Cifre a dir poco allarmanti sulla condizione dei bambini in Italia. Li ha forniti Save The Children.
A rischio il benessere psicofisico di molti bambini e adolescenti. E la pandemia ha peggiorato le cose.
“In Italia, quasi un milione e quattrocentomila bambini vivono in povertà assoluta – una percentuale media del 14,2% di tutti i minori, che sale però fino al 16% nel Mezzogiorno – si registrano disuguaglianze socioeconomiche che incidono direttamente sulla salute dei bambini, penalizzando chi maggiormente avrebbe bisogno, nel proprio territorio, dei servizi di cura, prevenzione e promozione della salute e del benessere psico-fisico”.
Sono cifre allarmanti quelle rese note dall’Atlante dell’infanzia a rischio “Come stai?” di Save The Children. Il rapporto è stato presentato stamattina alla Sala Stampa Estera a Roma.
Un bambino su 20, dicono i dati, è colpito dalla povertà alimentare. E nella scuola primaria solo 1 bambino su 2 ha accesso alla mensa scolastica, per alcuni l’unica possibilità quotidiana di avere un pasto equilibrato e proteico. Mensa scolastica che andrebbe inserita tra i servizi essenziali tra i 3 e i 10 anni. Anche un numero non indifferenti di adolescenti tra 11 e 17 anni (il 32%) manca di una buona alimentazione, non mangiando mai frutta e verdura.
Con la pandemia – sottolinea Save The Children – i divari territoriali si sono inaspriti facendo esplodere problemi accumulatisi nel corso degli anni. Senza considerare i finanziamenti straordinari per la crisi pandemica, nei dieci anni prima del Covid-19, l’Italia ha destinato sempre meno spesa pubblica all’assistenza sanitaria.
Nel 2019 il nostro Paese ha investito nella sanità il 6,4% del Pil. Una quota molto inferiore a quella della Germania (9,8%) e della Francia (9,3%). È aumentata invece la spesa sanitaria a carico delle famiglie, che ha raggiunto il 2,3% del PIL, mentre sempre in Francia e Germania si aggirava attorno all’1,9 e all’1,8%.
In Italia le famiglie più ricche spendono per la salute dei loro figli minorenni una media di circa 250 euro mensili, rivolgendosi di più ai privati. Al centro nord le famiglie più povere invece non arrivano a un quinto di quella spesa (spendono meno di 50 euro), una quota superata di poco al sud.

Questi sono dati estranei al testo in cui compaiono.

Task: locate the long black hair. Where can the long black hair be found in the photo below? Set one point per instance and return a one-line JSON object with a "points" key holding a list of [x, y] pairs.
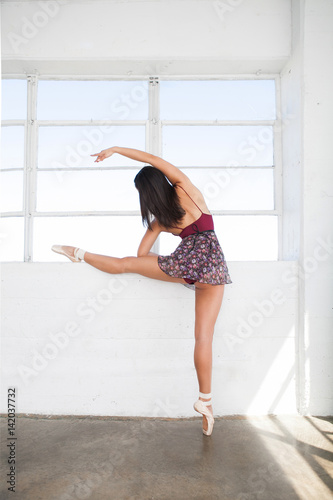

Le famiglie meno abbienti optano più frequentemente per il Servizio sanitario nazionale, quando è presente.
Quando alla ripartizione dei soldi pubblici per la sanità, soltanto il 12% va alla prevenzione e alla medicina di base, cruciali invece per la salute dei bambini nel medio e lungo periodo. La quota principale delle risorse (44%) è destinata invece all’assistenza ospedaliera. Ma soltanto il 6% di queste risorse è utilizzata per i minorenni (che sono il 15,6% della popolazione totale).
Nella Penisola la speranza di vita alla nascita nel 2021 si aggira attorno a 82,4 anni, con una forbice di 3,7 anni di differenza tra l’aspettativa di vita di chi viene al mondo a Caltanissetta (80,2) e di chi invece a Firenze (83,9). Una sperequazione ancora più ampia, secondo l’Istati, si ha quando si considera l’aspettativa di vita in buona salute. In questo caso le differenze superano i 12 anni tra chi ad esempio nasce in provincia di Bolzano (67,2 anni) e chi nasce in Calabria (54,4 anni). Un divario che si allarga ancora di più tra i bambini, che in Calabria arriva a 15 anni di meno rispetto al Trentino.
La pandemia poi ha fatto schizzare verso l’alto i disagi mentali di adolescenti e preadolescenti. In nove regioni italiane monitorate i ricoveri per patologia neuropsichiatrica infantile sono aumentati del 39,5% tra il 2019 e il 2021. In tutta Italia in questi reparti ci sono soltanto 394 posti letto. Le prime due cause dei disagi: psicosi e disturbi del comportamento alimentare.